Question

(SOS) If 5.180 x 10ˆ24 atoms of water are made, how many moles of propane are needed? What about grams of oxygen?

The equation we use to help us here is C3H8 + 5 O2= 4 H2O + 3 CO2

We had just gone over conversion and I'm confused as to how to set it up to solve.
Any explanation is appreciated!

Answer 1

`C_3H_8(g) + 5O_2(g) rarr 3CO_2(g)+4H_2O(g) + Delta`

I make it a mass of approx. `10*g` propane....

Explanation:

A stoichiometric equation is VITAL and should be the first thing you write. And with these combustion reactions of hydrocarbons, the usual rigmarole is to balance the carbons as carbon dioxide, the hydrogens as water, and THEN balance the oxygens.

As written the equation is balanced....

With respect to water, we make a molar quantity of...

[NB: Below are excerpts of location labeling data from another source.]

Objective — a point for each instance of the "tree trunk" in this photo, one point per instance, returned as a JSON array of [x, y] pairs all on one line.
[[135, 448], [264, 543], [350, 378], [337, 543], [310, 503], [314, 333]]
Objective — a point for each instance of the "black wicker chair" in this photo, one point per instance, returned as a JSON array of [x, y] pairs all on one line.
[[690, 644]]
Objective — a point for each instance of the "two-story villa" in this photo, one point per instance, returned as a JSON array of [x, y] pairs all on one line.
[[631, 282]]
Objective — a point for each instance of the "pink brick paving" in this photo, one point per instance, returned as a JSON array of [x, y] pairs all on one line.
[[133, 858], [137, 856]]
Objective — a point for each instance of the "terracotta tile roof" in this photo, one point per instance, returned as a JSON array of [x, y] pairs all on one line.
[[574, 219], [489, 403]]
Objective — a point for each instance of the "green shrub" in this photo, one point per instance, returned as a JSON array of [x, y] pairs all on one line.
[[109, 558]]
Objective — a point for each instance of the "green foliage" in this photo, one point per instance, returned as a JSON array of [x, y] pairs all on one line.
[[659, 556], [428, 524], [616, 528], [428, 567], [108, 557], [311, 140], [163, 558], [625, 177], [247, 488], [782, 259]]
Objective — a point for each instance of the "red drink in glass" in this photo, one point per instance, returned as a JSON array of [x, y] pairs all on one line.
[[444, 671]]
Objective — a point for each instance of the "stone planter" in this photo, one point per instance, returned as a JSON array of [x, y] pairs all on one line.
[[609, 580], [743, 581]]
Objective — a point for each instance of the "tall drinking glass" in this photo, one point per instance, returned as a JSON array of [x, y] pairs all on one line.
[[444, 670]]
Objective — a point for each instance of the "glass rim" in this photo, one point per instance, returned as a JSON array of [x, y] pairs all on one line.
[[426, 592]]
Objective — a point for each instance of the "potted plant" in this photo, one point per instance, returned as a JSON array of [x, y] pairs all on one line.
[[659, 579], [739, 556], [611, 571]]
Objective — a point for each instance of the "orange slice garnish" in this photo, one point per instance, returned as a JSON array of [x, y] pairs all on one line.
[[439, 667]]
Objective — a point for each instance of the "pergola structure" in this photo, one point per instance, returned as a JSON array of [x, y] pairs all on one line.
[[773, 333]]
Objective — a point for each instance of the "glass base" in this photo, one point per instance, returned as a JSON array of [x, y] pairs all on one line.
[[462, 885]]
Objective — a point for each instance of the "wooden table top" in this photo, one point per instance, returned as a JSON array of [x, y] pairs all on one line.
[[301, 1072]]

`(5.18xx10^23*"water molecules")/(6.022xx10^23*"water molecules"*mol^-1)=0.860*mol`

And CLEARLY ONE QUARTER of this molar quantity with respect to propane is combusted...i.e. `0.215*mol`. Do you follow? All I am doing is following the stoichiometry of the given equation.

And so .............

`"mass of propane"=0.215*molxx44.10*g*mol^-1=9.48*g`

I leave it to you to solve for the mass of dioxygen gas.